The same truth about our linking natural authority with natural governing power could and should be said about all things in Creation. It is up to us to discover and practice the meaning of this within the context of political systems, nutrition, farming practices, our physical fitness, and everything else. Francis Bacon said that “Nature to be commanded, must be obeyed.” Upon first inspection Gray Cook, Erwan LeCorre, and the rest of us might all agree, and yet this is a very slippery thing to say. What do we mean by “commanding” nature? God’s world isn’t such that we were given stewardship of it in order that we might make it do things via our commands- much less do our own private bidding. Returning to the example of the farmer, we are called to steward by interacting in ways that promote correct action/being. To say that we “make” or “command” anything reeks of a spirit which believes we are in control of this world, which was meant to serve us, rather than God. Such an idea is contrary to what Christians know of The Way of Grace and the Kingship of Christ. Alot rests in what is meant by “command” in Francis Bacon’s words. And for those of us more familiar with Bacon, we do well to be wary…

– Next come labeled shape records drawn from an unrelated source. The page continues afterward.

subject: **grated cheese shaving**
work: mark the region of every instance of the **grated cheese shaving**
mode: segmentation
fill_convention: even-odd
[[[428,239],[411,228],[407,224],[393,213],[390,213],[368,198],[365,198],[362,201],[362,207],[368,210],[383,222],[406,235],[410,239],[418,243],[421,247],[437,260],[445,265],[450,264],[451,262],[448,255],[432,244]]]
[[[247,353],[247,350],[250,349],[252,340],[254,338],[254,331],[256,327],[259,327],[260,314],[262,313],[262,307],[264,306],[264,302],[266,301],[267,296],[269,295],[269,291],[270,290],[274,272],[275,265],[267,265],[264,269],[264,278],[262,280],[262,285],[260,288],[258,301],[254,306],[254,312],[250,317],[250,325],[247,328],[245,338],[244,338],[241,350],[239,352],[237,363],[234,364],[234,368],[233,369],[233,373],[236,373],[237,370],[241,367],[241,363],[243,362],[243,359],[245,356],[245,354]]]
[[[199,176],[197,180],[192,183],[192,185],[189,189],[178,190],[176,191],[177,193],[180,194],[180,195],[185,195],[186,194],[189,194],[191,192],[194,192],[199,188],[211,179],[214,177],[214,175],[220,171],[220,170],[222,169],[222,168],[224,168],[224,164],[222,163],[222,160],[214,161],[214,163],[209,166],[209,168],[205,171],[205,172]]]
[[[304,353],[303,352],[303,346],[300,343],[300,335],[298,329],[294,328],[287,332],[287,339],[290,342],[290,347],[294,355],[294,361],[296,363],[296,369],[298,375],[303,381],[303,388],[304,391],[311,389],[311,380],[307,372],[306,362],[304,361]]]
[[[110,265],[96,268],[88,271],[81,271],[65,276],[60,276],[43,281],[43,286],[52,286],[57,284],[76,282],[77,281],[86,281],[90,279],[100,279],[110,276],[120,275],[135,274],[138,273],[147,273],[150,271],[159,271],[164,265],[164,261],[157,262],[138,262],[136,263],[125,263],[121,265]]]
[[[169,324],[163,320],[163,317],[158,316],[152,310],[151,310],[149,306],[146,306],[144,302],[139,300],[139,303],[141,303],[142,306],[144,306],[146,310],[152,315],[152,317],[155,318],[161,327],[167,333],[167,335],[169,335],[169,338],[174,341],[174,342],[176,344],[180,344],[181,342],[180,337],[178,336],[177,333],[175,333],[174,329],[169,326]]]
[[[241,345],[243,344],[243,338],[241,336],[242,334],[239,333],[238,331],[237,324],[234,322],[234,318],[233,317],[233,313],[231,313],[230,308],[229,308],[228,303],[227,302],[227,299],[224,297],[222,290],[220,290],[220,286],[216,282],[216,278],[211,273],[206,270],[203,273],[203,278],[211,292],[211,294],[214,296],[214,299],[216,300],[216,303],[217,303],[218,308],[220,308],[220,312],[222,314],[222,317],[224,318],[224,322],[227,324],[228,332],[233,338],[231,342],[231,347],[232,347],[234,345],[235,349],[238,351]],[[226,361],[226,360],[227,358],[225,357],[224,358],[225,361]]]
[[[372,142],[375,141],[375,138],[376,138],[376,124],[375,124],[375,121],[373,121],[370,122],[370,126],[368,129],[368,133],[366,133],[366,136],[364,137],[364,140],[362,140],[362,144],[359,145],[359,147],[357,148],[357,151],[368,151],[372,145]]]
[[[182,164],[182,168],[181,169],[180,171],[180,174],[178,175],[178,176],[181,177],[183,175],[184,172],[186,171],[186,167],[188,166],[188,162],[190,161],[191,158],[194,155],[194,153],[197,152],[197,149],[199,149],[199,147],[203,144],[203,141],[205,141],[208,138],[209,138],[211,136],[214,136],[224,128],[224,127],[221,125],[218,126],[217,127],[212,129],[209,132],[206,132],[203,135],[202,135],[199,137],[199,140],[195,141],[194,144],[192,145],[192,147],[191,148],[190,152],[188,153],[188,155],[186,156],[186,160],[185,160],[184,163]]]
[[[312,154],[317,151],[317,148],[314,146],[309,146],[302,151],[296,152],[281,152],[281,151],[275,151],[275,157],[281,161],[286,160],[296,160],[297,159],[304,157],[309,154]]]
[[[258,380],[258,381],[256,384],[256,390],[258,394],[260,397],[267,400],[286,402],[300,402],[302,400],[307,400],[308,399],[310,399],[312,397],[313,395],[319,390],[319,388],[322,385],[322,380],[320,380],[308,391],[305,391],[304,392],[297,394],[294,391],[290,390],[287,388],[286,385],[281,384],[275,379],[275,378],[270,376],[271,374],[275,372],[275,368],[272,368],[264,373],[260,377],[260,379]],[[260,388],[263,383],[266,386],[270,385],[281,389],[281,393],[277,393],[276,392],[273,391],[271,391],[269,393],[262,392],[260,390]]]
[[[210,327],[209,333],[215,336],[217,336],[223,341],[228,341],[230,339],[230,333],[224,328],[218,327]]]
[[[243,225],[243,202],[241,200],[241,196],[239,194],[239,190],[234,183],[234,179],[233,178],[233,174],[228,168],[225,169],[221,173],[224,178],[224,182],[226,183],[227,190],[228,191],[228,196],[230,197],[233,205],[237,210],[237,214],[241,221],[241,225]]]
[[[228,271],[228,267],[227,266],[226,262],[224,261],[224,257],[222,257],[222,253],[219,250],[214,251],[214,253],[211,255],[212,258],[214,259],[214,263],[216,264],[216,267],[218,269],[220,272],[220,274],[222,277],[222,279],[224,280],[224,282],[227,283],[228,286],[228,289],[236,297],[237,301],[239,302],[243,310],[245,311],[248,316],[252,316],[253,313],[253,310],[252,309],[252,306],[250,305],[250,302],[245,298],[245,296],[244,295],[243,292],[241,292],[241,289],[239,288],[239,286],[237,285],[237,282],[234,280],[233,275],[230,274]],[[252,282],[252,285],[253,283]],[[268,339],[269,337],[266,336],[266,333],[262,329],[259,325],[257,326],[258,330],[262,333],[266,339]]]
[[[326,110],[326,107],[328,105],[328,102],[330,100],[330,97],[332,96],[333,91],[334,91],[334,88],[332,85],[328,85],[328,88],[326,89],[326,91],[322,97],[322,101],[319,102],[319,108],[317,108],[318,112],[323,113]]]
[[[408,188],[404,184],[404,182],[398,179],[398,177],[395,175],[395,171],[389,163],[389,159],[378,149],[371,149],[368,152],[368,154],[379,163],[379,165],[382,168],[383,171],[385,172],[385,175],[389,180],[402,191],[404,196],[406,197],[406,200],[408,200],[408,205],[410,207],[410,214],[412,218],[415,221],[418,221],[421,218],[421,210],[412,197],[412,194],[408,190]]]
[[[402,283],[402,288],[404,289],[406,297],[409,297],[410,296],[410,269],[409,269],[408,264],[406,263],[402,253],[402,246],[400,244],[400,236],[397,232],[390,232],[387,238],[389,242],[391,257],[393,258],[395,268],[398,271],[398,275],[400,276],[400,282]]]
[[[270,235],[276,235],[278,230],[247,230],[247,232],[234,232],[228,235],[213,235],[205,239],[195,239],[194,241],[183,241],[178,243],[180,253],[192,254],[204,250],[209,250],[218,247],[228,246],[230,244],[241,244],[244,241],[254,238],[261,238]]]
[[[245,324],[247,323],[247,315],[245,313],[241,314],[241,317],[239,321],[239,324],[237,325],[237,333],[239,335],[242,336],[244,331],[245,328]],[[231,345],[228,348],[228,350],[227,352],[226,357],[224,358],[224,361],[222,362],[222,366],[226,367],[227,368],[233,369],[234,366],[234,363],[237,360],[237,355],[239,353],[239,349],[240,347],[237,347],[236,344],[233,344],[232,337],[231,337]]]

So often Christians today will profess that “God has a purpose for our lives”. Yet more often than not, we deny that God has ways in which He has designed the world so that these purposes can and should be accomplished. As pragmatists, we seek to accomplish a “witness” by whatever means we can contrive, bending only to the “nature” of God’s world inasmuch as is required to control and command it. Ironically, by doing this, we bear witness not to the authority of God, but to the rebellious and defiant heart of man. We tell the world that Christ is King, and then go about our day trying to bend His kingdom to whatever our heart desires, however our hearts desire it.
What we need is a marriage of what Gray Cook is talking about regarding the linking of and submitting to natural authority with natural governing power, with what Christians are talking about in regards to the Kingdom of Heaven. What we need is a better understanding of Colossians 1:15-20, where we see that all things are given their True authority by Christ, and are to receive their True governing power from Him as well, for His True purposes. Christ’s Creation, with Christ’s authority (nature) , and Christ’s power, for Christ’s purposes. Natural authority will have its natural power, the more we hear and obey the nature of Christ and His glorious purposes.